Kafamızı kaldırıp bakalım. AB’nin durumu, Ortadoğu, Kuzey Afrika, Rusya ve Asya…

Karışıklık hat safhada! Ne hikmetse tüm bu karışıklıkların fitili ateşleyen ise doğrudan doğruya bölgede yok. Topuklamış! Arkasında yanan kocaman bir ateş bırakarak! 

Bunlar, 2008 yılına kadar kaldıraçlı işlemlerden ciddi getiriler elde ettiler. Magnetar Ticareti kavram olarak literatüre girdi. Krizden nasıl para kazanılabileceğini net olarak gördük. Bu para, kanını emdiği yeri terkederek yüksek getiri elde etmeye devam etmek için dünyanın 'parlayan' pazarlarına gitti...

Şimdi mi?

‘Dünyayı Yönetenler’ bozdukları limanı bu günlerde güvenli hale getiriyorlar…

Karışıklıklara bulaşmamış, faizi artış eğiliminde olan, savaşa girmemiş, 'asker göndermemiş' güvenli limana çağırıyorlar gemileri...

Girişimler bu yönde...

Yani ‘Güvenli Liman’ arayan Dolar için geri dönüş rotası çiziliyor…

Problemleri yok mu? Tabi ki var...

Lakin, ne tür sorunu olursa olsun veya tarihinin en büyük borç yüküyle veya bütçe açığıyla karşı karşıya kasın yada kalmasın...

Elinde ‘yeşil’ bir silah var: Dolar!

Maliyeti ise matbaa gideri!
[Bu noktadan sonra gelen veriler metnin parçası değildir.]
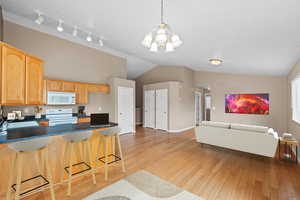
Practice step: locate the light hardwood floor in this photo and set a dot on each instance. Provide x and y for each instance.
(210, 172)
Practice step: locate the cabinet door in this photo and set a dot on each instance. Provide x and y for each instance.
(34, 81)
(81, 93)
(54, 85)
(68, 86)
(13, 77)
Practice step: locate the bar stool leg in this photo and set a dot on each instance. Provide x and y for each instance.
(19, 174)
(49, 173)
(113, 142)
(11, 176)
(70, 169)
(121, 153)
(106, 158)
(89, 155)
(65, 154)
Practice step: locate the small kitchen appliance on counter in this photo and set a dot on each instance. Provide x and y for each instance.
(60, 116)
(81, 112)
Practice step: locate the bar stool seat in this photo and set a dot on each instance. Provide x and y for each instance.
(79, 140)
(113, 134)
(39, 147)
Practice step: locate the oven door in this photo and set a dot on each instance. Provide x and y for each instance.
(61, 98)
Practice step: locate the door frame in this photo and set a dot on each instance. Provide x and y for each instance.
(133, 111)
(200, 106)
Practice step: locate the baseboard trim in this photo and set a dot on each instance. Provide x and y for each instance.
(181, 130)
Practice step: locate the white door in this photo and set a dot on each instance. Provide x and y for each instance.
(161, 100)
(149, 108)
(125, 109)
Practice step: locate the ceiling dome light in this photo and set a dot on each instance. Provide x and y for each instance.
(215, 61)
(40, 19)
(162, 37)
(75, 31)
(59, 27)
(89, 38)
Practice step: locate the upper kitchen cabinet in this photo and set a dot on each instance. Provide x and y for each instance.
(98, 88)
(21, 77)
(54, 85)
(13, 67)
(81, 93)
(34, 81)
(68, 86)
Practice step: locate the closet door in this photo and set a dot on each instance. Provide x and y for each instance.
(125, 109)
(161, 110)
(149, 108)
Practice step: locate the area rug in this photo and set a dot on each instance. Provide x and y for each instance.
(142, 185)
Karşılığı ise herşey!

Anlayacağınız, orta vadede para (Dolar) trafiği oldukça sıkışık!

Ancak bu sefer iş, öncekilerden biraz karışık görünüyor.

‘Çark’a birileri ‘çomak’ sokuyor!

Rakip olarak, yeni bir rezerv para birimi ve ekonomik sistem kurgulanmak isteniyor.

Yani, Çin ve Rusya ikilisi kendi ‘çark’larını işletme derdindeler…

ABD cephesine karşı kendi ‘adamlarını’ sahaya sürüyorlar.

Veya biz öyle zannediyoruz! Belki de, bu sadece bizlere gösterilen bir oyun: ‘Gölge Oyunu’!

Unutmayın! Zamanında Hong Kong, ‘onlara’ ödül olarak verilmişti!

Veya kontra bir soru: Terör örgütü nasıl olur da petrol satıp para kazanabilir?

Tablo basitçe budur…

Şimdi gelin siz cevaplayın: Dolar Ne Olacak?